– And Other Motivations

By Maida Korte

“You can’t get there by bus, only by hard work and risk and by not quite knowing what you’re doing. What you’ll discover will be wonderful. What you’ll discover will be yourself.” 

– Alan Alda

          Motivation to complete a task takes many forms.  Some of these are internal in nature based squarely on the shoulders of personality traits.  Other forms of motivation are external and include threats, cajoling, and begging on one side of the spectrum with encouragement, praise and applaud on the other.  I have always possessed a certain amount of intestinal fortitude which has served me well in my school days, but when it came to earning money, I was less than focused in my early years of working for a living.

           Purposeful to others, but fragmented behind my eyes, I rushed head-long to multiple forms of work.  Waitress, mail-room assistant, paper delivery girl, cook, house organizer, collection agency clerk, jazzercize instructor, gymnastics dance coach, all filled my resume in a very short span of two years.  A gung-ho response got me in the door, but a bored collective my soul could not compromise had me out the door a few weeks later.  It was not until I began using my schooling of art and design to gain clients whose houses needed help, that I found my ultimate niche.

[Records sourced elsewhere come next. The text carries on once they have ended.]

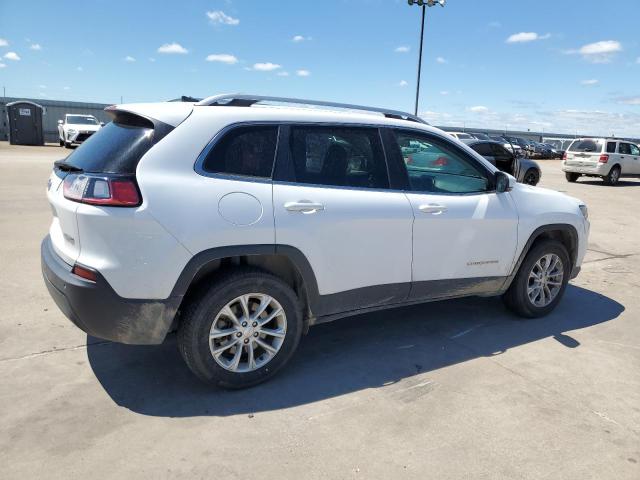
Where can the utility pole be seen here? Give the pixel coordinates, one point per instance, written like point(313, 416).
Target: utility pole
point(424, 4)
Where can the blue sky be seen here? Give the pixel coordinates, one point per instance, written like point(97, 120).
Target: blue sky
point(571, 65)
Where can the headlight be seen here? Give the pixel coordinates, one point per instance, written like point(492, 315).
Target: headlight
point(585, 211)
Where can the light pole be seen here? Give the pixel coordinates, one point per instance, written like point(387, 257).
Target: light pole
point(424, 4)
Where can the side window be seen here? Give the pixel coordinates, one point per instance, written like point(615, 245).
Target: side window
point(338, 156)
point(483, 149)
point(433, 165)
point(500, 152)
point(247, 151)
point(624, 148)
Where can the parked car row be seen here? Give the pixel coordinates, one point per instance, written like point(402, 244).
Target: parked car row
point(524, 170)
point(607, 158)
point(520, 147)
point(75, 129)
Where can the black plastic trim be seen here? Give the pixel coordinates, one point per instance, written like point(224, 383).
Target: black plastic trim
point(98, 310)
point(573, 249)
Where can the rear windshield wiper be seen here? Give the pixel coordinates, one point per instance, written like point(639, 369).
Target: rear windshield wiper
point(66, 167)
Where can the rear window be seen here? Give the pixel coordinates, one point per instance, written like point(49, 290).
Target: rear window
point(115, 148)
point(587, 145)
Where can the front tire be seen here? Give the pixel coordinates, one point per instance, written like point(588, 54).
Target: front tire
point(541, 280)
point(531, 177)
point(571, 177)
point(613, 177)
point(240, 330)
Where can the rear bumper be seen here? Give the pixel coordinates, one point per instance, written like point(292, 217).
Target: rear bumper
point(600, 169)
point(98, 310)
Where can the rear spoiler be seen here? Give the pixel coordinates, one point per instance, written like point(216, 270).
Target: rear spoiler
point(169, 113)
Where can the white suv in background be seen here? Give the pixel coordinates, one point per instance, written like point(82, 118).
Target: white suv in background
point(241, 223)
point(608, 158)
point(75, 129)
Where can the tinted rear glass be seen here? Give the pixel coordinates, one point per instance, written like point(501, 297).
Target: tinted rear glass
point(247, 151)
point(587, 145)
point(115, 148)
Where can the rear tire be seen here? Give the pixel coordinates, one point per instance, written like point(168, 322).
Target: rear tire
point(531, 177)
point(571, 177)
point(532, 298)
point(613, 177)
point(239, 359)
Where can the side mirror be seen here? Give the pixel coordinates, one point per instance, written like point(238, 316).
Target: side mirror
point(503, 183)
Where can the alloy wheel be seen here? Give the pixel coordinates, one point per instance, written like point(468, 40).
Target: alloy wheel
point(248, 332)
point(545, 280)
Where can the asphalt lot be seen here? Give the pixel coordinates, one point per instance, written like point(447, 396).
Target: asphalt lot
point(445, 390)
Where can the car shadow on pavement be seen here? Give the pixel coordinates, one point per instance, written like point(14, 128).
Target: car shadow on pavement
point(367, 351)
point(621, 183)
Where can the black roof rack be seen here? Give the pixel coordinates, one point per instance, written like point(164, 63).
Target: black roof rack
point(240, 100)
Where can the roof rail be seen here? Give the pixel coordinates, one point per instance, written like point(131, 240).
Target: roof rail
point(239, 100)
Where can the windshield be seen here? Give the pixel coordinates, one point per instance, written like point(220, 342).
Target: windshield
point(586, 145)
point(81, 120)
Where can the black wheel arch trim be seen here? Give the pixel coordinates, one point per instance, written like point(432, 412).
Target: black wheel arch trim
point(552, 227)
point(201, 260)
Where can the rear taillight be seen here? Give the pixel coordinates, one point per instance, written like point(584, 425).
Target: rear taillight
point(85, 273)
point(96, 189)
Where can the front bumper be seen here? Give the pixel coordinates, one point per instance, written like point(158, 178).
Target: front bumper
point(98, 310)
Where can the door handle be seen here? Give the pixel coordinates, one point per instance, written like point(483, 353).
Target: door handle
point(433, 208)
point(304, 206)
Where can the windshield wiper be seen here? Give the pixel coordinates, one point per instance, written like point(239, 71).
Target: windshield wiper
point(66, 167)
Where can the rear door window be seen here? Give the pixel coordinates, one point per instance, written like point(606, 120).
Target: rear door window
point(624, 148)
point(117, 147)
point(338, 156)
point(439, 166)
point(246, 151)
point(483, 149)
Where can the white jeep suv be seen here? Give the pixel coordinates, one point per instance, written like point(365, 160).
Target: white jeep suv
point(75, 129)
point(608, 158)
point(241, 221)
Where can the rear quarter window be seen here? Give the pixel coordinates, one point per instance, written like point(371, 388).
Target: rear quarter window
point(246, 151)
point(117, 147)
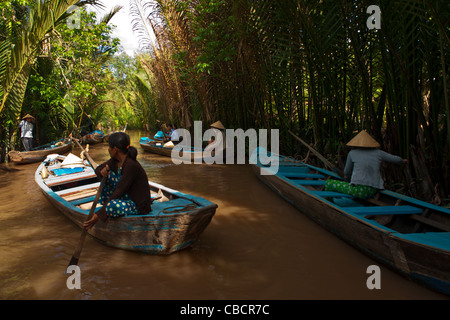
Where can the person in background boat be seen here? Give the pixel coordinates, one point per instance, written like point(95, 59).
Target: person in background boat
point(126, 191)
point(173, 133)
point(26, 131)
point(362, 168)
point(219, 127)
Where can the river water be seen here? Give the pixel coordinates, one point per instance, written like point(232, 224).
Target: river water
point(257, 246)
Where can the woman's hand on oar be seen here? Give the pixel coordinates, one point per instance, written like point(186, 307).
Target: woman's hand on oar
point(91, 222)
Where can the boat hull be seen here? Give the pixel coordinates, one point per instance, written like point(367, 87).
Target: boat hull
point(412, 255)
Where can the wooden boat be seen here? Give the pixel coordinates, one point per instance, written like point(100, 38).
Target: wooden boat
point(93, 137)
point(406, 234)
point(40, 153)
point(175, 222)
point(106, 137)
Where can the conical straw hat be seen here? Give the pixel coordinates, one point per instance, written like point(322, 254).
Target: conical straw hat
point(363, 140)
point(218, 125)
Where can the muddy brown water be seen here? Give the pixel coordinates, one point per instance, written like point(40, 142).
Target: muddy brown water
point(257, 246)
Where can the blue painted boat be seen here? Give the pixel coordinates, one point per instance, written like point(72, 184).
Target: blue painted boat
point(175, 222)
point(37, 154)
point(157, 147)
point(406, 234)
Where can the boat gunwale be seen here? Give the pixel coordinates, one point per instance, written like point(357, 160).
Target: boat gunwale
point(360, 218)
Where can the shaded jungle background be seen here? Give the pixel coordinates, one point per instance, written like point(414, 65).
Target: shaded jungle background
point(312, 68)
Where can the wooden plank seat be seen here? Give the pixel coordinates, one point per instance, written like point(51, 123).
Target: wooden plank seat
point(385, 210)
point(288, 170)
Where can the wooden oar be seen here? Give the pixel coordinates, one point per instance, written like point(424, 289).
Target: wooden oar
point(77, 253)
point(76, 256)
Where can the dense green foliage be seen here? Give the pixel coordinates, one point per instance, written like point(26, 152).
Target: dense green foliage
point(314, 68)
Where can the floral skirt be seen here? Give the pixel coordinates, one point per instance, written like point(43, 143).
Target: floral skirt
point(355, 190)
point(117, 207)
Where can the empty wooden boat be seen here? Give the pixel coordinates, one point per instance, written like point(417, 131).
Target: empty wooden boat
point(406, 234)
point(175, 222)
point(40, 153)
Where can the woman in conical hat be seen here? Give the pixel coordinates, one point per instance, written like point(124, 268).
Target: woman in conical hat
point(362, 168)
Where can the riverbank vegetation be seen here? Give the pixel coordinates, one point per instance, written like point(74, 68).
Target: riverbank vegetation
point(314, 68)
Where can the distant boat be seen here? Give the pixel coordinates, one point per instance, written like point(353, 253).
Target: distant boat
point(106, 137)
point(40, 153)
point(175, 222)
point(93, 137)
point(406, 234)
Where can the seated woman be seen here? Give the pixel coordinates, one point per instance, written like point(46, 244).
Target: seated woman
point(126, 191)
point(363, 165)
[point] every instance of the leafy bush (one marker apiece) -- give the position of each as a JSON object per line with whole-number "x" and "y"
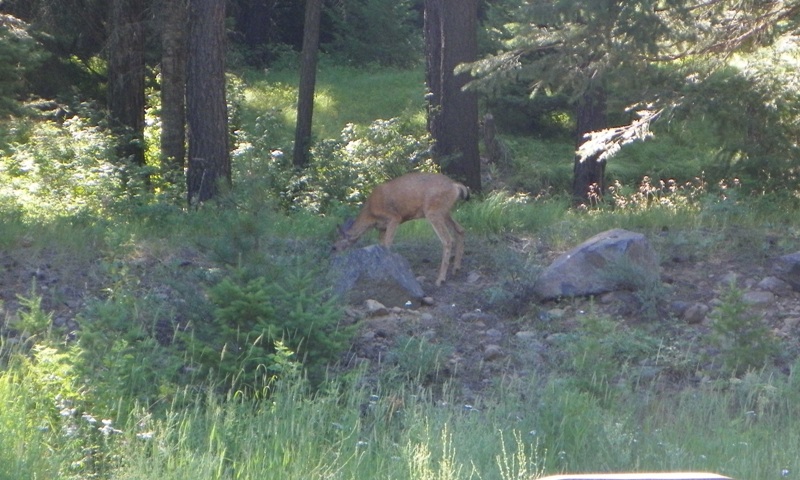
{"x": 259, "y": 323}
{"x": 345, "y": 170}
{"x": 744, "y": 339}
{"x": 60, "y": 169}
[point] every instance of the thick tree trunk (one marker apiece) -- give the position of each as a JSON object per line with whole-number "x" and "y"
{"x": 126, "y": 77}
{"x": 588, "y": 182}
{"x": 209, "y": 159}
{"x": 308, "y": 79}
{"x": 173, "y": 87}
{"x": 451, "y": 39}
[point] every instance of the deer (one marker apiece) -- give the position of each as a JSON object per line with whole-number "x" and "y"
{"x": 410, "y": 197}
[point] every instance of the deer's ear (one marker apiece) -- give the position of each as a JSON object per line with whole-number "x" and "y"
{"x": 348, "y": 223}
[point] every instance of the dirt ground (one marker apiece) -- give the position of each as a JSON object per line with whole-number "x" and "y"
{"x": 483, "y": 324}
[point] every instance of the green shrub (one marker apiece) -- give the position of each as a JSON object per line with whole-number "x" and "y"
{"x": 745, "y": 341}
{"x": 258, "y": 323}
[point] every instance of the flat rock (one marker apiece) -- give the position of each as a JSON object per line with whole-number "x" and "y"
{"x": 612, "y": 260}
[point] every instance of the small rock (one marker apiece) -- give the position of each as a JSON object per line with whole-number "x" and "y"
{"x": 494, "y": 334}
{"x": 526, "y": 335}
{"x": 695, "y": 313}
{"x": 775, "y": 285}
{"x": 375, "y": 308}
{"x": 755, "y": 297}
{"x": 473, "y": 277}
{"x": 492, "y": 352}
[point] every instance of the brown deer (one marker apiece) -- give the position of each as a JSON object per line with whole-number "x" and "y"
{"x": 412, "y": 196}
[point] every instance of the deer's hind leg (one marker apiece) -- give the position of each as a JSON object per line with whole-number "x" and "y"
{"x": 458, "y": 230}
{"x": 440, "y": 225}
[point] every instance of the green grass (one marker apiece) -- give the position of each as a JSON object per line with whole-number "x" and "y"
{"x": 342, "y": 96}
{"x": 144, "y": 259}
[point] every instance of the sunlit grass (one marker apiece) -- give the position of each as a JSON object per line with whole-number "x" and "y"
{"x": 342, "y": 95}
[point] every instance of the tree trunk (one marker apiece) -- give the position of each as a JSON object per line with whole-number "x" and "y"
{"x": 588, "y": 181}
{"x": 451, "y": 28}
{"x": 126, "y": 77}
{"x": 173, "y": 88}
{"x": 308, "y": 79}
{"x": 209, "y": 160}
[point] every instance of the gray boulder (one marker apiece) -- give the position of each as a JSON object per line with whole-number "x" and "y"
{"x": 374, "y": 272}
{"x": 787, "y": 268}
{"x": 613, "y": 260}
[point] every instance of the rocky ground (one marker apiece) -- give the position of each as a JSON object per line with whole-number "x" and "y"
{"x": 483, "y": 323}
{"x": 488, "y": 325}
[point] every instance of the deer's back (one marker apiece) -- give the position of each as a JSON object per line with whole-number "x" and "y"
{"x": 412, "y": 194}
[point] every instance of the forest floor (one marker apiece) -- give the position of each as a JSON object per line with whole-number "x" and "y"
{"x": 483, "y": 325}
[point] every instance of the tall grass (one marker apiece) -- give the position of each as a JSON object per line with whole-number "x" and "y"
{"x": 593, "y": 414}
{"x": 348, "y": 431}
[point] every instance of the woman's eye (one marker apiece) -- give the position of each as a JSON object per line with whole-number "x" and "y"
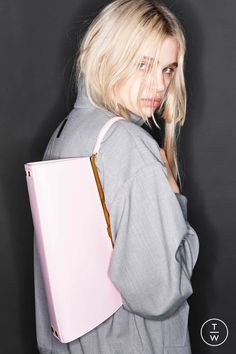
{"x": 143, "y": 66}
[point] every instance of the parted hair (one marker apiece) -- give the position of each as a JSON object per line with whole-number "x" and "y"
{"x": 108, "y": 54}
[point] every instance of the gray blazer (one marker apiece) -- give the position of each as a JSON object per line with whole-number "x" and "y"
{"x": 155, "y": 247}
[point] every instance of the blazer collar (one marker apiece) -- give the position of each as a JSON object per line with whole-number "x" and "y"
{"x": 82, "y": 101}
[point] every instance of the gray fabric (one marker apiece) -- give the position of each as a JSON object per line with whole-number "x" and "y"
{"x": 155, "y": 247}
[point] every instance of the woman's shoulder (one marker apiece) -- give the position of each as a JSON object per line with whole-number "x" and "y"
{"x": 129, "y": 142}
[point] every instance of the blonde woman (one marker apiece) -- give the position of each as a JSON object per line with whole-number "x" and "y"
{"x": 131, "y": 64}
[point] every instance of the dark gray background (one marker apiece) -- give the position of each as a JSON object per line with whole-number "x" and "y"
{"x": 38, "y": 44}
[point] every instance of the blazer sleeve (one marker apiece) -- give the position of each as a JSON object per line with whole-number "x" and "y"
{"x": 155, "y": 247}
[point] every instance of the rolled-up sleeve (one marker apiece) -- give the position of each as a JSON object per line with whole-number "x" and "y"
{"x": 155, "y": 248}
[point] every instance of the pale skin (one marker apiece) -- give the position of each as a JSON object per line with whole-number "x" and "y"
{"x": 165, "y": 71}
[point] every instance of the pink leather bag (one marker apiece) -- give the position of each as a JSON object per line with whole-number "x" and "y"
{"x": 74, "y": 242}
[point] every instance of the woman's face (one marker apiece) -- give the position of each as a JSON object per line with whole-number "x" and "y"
{"x": 128, "y": 89}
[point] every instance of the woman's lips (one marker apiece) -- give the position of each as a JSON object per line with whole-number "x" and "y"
{"x": 151, "y": 102}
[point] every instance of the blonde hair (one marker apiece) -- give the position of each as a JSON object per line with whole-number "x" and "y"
{"x": 108, "y": 54}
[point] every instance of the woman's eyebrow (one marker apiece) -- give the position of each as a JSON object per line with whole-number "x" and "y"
{"x": 150, "y": 58}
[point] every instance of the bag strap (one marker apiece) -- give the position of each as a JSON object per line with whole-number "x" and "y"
{"x": 103, "y": 131}
{"x": 101, "y": 134}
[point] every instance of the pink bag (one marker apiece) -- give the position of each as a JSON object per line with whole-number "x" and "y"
{"x": 74, "y": 242}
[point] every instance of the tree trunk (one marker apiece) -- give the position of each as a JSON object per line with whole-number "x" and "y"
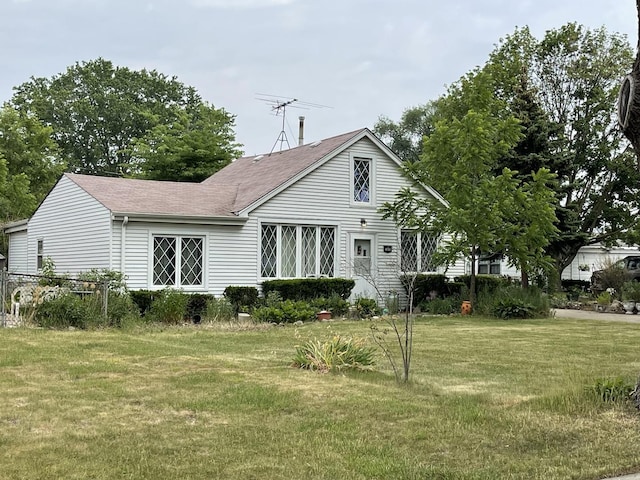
{"x": 629, "y": 100}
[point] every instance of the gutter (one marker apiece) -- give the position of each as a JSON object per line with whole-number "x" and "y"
{"x": 180, "y": 219}
{"x": 123, "y": 243}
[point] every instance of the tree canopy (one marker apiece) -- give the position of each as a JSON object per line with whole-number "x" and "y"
{"x": 486, "y": 211}
{"x": 563, "y": 91}
{"x": 102, "y": 116}
{"x": 29, "y": 163}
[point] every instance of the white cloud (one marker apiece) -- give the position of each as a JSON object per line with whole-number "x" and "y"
{"x": 240, "y": 4}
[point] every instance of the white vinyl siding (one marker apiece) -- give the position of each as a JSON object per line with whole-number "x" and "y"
{"x": 75, "y": 230}
{"x": 325, "y": 197}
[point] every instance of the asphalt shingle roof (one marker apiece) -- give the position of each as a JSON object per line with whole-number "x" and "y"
{"x": 224, "y": 194}
{"x": 258, "y": 175}
{"x": 151, "y": 197}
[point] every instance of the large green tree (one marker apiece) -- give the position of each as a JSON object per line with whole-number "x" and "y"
{"x": 28, "y": 149}
{"x": 563, "y": 89}
{"x": 485, "y": 211}
{"x": 190, "y": 149}
{"x": 96, "y": 110}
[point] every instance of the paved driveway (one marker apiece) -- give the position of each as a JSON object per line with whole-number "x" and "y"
{"x": 592, "y": 315}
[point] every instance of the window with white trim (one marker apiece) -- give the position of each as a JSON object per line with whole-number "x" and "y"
{"x": 416, "y": 251}
{"x": 294, "y": 251}
{"x": 40, "y": 255}
{"x": 178, "y": 261}
{"x": 489, "y": 264}
{"x": 362, "y": 168}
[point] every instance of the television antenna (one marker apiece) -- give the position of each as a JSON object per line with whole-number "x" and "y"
{"x": 279, "y": 106}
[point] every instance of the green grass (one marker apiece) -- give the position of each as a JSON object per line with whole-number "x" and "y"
{"x": 488, "y": 399}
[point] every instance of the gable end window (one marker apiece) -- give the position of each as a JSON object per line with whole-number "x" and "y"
{"x": 489, "y": 264}
{"x": 178, "y": 261}
{"x": 417, "y": 249}
{"x": 294, "y": 251}
{"x": 362, "y": 181}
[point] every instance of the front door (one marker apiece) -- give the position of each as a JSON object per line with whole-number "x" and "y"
{"x": 362, "y": 265}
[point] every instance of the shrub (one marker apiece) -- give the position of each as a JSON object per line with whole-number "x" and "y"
{"x": 508, "y": 308}
{"x": 631, "y": 291}
{"x": 579, "y": 286}
{"x": 613, "y": 275}
{"x": 336, "y": 354}
{"x": 219, "y": 310}
{"x": 143, "y": 299}
{"x": 114, "y": 279}
{"x": 242, "y": 298}
{"x": 334, "y": 304}
{"x": 513, "y": 302}
{"x": 485, "y": 283}
{"x": 197, "y": 306}
{"x": 441, "y": 306}
{"x": 367, "y": 307}
{"x": 121, "y": 309}
{"x": 169, "y": 306}
{"x": 611, "y": 390}
{"x": 286, "y": 311}
{"x": 69, "y": 310}
{"x": 309, "y": 288}
{"x": 604, "y": 298}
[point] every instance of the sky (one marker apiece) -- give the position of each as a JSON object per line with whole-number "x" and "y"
{"x": 353, "y": 60}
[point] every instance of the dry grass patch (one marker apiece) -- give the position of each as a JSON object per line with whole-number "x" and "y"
{"x": 489, "y": 399}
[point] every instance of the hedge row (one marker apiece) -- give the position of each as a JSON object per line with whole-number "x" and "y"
{"x": 309, "y": 288}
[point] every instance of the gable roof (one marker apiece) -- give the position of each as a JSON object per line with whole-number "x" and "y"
{"x": 259, "y": 175}
{"x": 150, "y": 197}
{"x": 231, "y": 192}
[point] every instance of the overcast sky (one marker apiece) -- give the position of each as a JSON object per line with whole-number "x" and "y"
{"x": 361, "y": 58}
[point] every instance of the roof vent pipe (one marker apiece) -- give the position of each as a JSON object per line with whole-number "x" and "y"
{"x": 301, "y": 131}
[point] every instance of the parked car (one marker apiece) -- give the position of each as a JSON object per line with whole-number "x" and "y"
{"x": 629, "y": 265}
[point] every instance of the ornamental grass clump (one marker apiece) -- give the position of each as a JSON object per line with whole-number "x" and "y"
{"x": 339, "y": 353}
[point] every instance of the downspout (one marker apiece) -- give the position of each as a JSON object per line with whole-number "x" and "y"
{"x": 123, "y": 236}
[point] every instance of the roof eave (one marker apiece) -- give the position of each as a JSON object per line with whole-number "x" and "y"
{"x": 17, "y": 226}
{"x": 182, "y": 219}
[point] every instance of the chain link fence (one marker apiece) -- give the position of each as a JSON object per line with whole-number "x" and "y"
{"x": 20, "y": 294}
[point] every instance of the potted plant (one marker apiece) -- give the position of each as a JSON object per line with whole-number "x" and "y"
{"x": 630, "y": 296}
{"x": 603, "y": 301}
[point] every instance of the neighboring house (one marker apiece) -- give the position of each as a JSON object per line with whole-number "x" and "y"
{"x": 311, "y": 211}
{"x": 589, "y": 259}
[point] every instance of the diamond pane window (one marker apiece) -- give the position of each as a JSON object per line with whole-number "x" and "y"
{"x": 289, "y": 251}
{"x": 288, "y": 247}
{"x": 269, "y": 251}
{"x": 428, "y": 245}
{"x": 409, "y": 249}
{"x": 417, "y": 251}
{"x": 191, "y": 259}
{"x": 361, "y": 179}
{"x": 327, "y": 251}
{"x": 178, "y": 261}
{"x": 309, "y": 251}
{"x": 164, "y": 261}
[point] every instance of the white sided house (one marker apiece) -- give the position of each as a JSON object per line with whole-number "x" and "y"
{"x": 588, "y": 259}
{"x": 310, "y": 211}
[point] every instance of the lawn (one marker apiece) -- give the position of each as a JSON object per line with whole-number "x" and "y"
{"x": 488, "y": 400}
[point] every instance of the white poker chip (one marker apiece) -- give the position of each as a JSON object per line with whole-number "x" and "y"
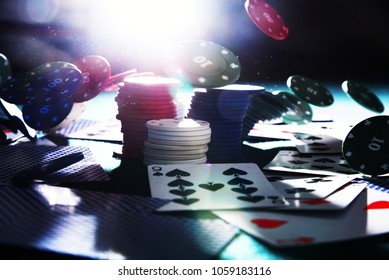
{"x": 175, "y": 152}
{"x": 177, "y": 138}
{"x": 177, "y": 142}
{"x": 151, "y": 155}
{"x": 182, "y": 148}
{"x": 203, "y": 132}
{"x": 177, "y": 124}
{"x": 194, "y": 161}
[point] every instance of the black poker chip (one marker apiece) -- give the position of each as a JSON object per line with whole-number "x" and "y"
{"x": 363, "y": 96}
{"x": 366, "y": 146}
{"x": 299, "y": 112}
{"x": 310, "y": 90}
{"x": 202, "y": 63}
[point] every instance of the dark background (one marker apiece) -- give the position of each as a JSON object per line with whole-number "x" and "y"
{"x": 328, "y": 40}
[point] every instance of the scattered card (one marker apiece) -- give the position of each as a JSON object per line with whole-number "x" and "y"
{"x": 366, "y": 216}
{"x": 338, "y": 200}
{"x": 311, "y": 188}
{"x": 212, "y": 186}
{"x": 293, "y": 161}
{"x": 317, "y": 144}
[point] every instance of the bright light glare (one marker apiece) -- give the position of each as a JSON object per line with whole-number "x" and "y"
{"x": 152, "y": 21}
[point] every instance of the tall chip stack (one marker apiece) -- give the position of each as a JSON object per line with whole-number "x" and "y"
{"x": 177, "y": 141}
{"x": 139, "y": 100}
{"x": 224, "y": 108}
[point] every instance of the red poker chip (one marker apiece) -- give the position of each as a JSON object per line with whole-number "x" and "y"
{"x": 118, "y": 78}
{"x": 267, "y": 19}
{"x": 124, "y": 117}
{"x": 96, "y": 70}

The ability to meet a project head on, ever changing, always new, each project piquing my interest, ultimately won my heart.  This career also brought in enough money so I could take my children to the fabric store where we would pore over patterns and plaids, sewing up wardrobes for my little girls. 

          Whenever I am asked about my work, I respond by saying that I am a design-build interior designer which begets responses that are all positive, even wistful.

“How fun!”

“Oh, you are so lucky!”

“I wish I could do that.” 

This is the consensus and I stopped, a long time ago, trying to change their minds.  I suppose it does have a romantic ring about it, stepping across a threshold to transform a space and therefore, transform lives.  What was an ordinary existence will now become serene, orderly, well-planned, showing forth the fruits of the spirit as everything is whisked away to its proper place.  Families living in beauty, surrounded by order, and I have saved them.  The truth is so far from this dream to be laughable.  Most clients are exhausted at the end of projects and the end comes just in the nick of time.   

Rarely does a project fall apart because a roof caves in, or the flooring finish fails, or water cascades over foundation walls in a basement.  It is generally death by a thousand cuts and these take the form of a popped nail, lunch garbage left behind by laborers, power tools blowing circuits, floor protection failing, a cat let out inadvertently, or someone not showing up at the promised time.  Each of these things is smallish considering the largeness of each project but they still cause anxiety and erode trust.  I am aware of the precious privilege of the client/designer relationship and I do endeavor to manage expectations but I get it wrong.  We are late because things don’t come in on a timely promised basis.  Men get sick, finishes don’t fit, clients change their mind, rain stops almost everything, and though everyone is working hard to maintain a certain decorum of politeness, frayed nerves begin to leak like a faucet with a broken washer.   

It is my job to show up, to explain, to answer, to take it and so I sit in my car, knowing that a disappointed client might be waiting to talk to me.  I do not like confrontation and will do just about anything to avoid it.  I deflect, defer, detour, and run away.  I have been like this my whole life, even when I have admirably hidden this particular trait from the world.  My brave face is well oiled and yet I struggle with the anxiety of crowded brain syndrome.  Still, I sit in my car.

My husband Andy reminds me of my lovely clients.  Those clients who call me to come back, to help, to rescue them yet again.  Those clients who serve pizza to the sub-contractors and smile when we come marching in to dirty their home with work boots and loud tools and equipment.  These are the heroes of the story and I run to their doors, as Natty running through the forest.  Yes, I remember you.  You have made my working life joyful and it is to you I bow.

  My motivation comes from a land outside of myself. It comes from being surrounded by a family so resilient as to be ridiculous, so brilliant as to showcase me as a doddering fool, a husband so kind and hilariously dry of wit as to make life impossibly fun, and daughters who continue to amaze me that they could be mine.  I am surrounded by so great a cloud of witnesses that I tell myself to get out of the car.  Just one more time.